Weird how you keep adding these things, are we going to be bleeding out and low on water next?

You're the one who brought it up, not me. I don't think its vaguely necessary to my argument.

It is one of the few things I can think of where speed actually matters. Your argument seems to be solely based on "we can't fight more random encounters in the endless random encounters" which... again, meh.

And my response was why it had started, which you argued with. If you only want to talk about it in a more limited context than the thread as a whole, then you could have just ignored my statement and moved on. This wasn't limited to OD&D far as that goes; it was still just as true as of 3e as I noted.

You started with "people can't find places, otherwise maps wouldn't exist" which.... yeah, I'm still willing to push back on, because it just all comes down to speed. Which assumes that the threat level never drops in an area.

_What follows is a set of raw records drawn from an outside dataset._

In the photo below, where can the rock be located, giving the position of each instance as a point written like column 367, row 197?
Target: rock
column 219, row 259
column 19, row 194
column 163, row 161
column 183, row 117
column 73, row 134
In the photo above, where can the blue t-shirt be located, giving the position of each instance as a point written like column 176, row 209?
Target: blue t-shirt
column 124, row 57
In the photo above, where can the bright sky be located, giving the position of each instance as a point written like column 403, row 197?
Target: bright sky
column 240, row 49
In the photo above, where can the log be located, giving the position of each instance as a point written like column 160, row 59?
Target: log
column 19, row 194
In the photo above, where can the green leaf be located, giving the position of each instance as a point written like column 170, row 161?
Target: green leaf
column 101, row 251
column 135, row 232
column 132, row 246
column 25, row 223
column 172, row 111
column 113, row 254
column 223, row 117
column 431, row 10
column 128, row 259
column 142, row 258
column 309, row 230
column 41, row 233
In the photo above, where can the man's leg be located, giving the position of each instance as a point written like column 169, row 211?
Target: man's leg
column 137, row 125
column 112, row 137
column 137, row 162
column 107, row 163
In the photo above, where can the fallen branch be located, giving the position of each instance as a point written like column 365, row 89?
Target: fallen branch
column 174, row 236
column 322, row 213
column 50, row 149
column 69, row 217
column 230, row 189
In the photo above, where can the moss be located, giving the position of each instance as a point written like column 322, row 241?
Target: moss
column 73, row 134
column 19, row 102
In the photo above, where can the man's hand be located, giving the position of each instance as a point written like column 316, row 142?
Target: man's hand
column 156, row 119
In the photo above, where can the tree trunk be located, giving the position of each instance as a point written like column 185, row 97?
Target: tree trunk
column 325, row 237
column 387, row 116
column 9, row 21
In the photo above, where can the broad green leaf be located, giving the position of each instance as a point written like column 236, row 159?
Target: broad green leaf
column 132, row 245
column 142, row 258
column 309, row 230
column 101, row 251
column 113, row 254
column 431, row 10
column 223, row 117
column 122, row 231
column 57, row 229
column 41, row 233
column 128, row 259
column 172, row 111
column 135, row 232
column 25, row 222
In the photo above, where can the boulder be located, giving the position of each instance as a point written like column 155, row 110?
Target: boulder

But, since you have zero interest in discussion 5e, and I have zero interest in discussing OD&D, let's just drop this.
 

Thomas Shey

Legend
Sure there is.

"Oh, there is a massive chalk X on this door. That means we looked in and decided to never go there again". Perfect substitute.

"Is that the chalk mark you made, or some discoloration in these ruins? Hold on a second, let me see..."

Also, where is this sudden bad-lighting come from? Everyone lose their light soruces, but they can still see well enough to read a map? How's that work? Also, why are we suddenly in a hurry, we weren't hurrying before, were we?

Are you under the impression torchlight is a good light source? Nothing I've ever seen suggests that. Neither are candles or even some lamps. (And to make it clear, I'm not using "bad lighting" as a term-of-art.)

And the reason we're in a hurry is we're low on spell slots and not sure what else is in here with us?

Weird how you keep adding these things, are we going to be bleeding out and low on water next?

I'd used those terms earlier. If you aren't paying attention, that's on you.

It is one of the few things I can think of where speed actually matters. Your argument seems to be solely based on "we can't fight more random encounters in the endless random encounters" which... again, meh.

You're the one who's brought up random encounters, not me. Encounters can come to you without them being random.

You started with "people can't find places, otherwise maps wouldn't exist" which.... yeah, I'm still willing to push back on, because it just all comes down to speed. Which assumes that the threat level never drops in an area.

No, it assumes it doesn't do so net in a situation when the reduction in opponents corresponds to reduction in resources, at least until you've seriously cleaned it down.

But, since you have zero interest in discussion 5e, and I have zero interest in discussing OD&D, let's just drop this.

Fine. Just note I'm not talking about just OD&D but any incarnation of D&D (or a number of other games) where resource consumption is a serious issue. If isn't in 5e, that's as it is, but OD&D was hardly the only game where time consumption was not your friend. In most of them mapping is either just assumed or other tools at hand are available in-character where its a nonissue. OD&D was just firmly about putting every decision and process off on players that it could (in part because character abilities were so schematic).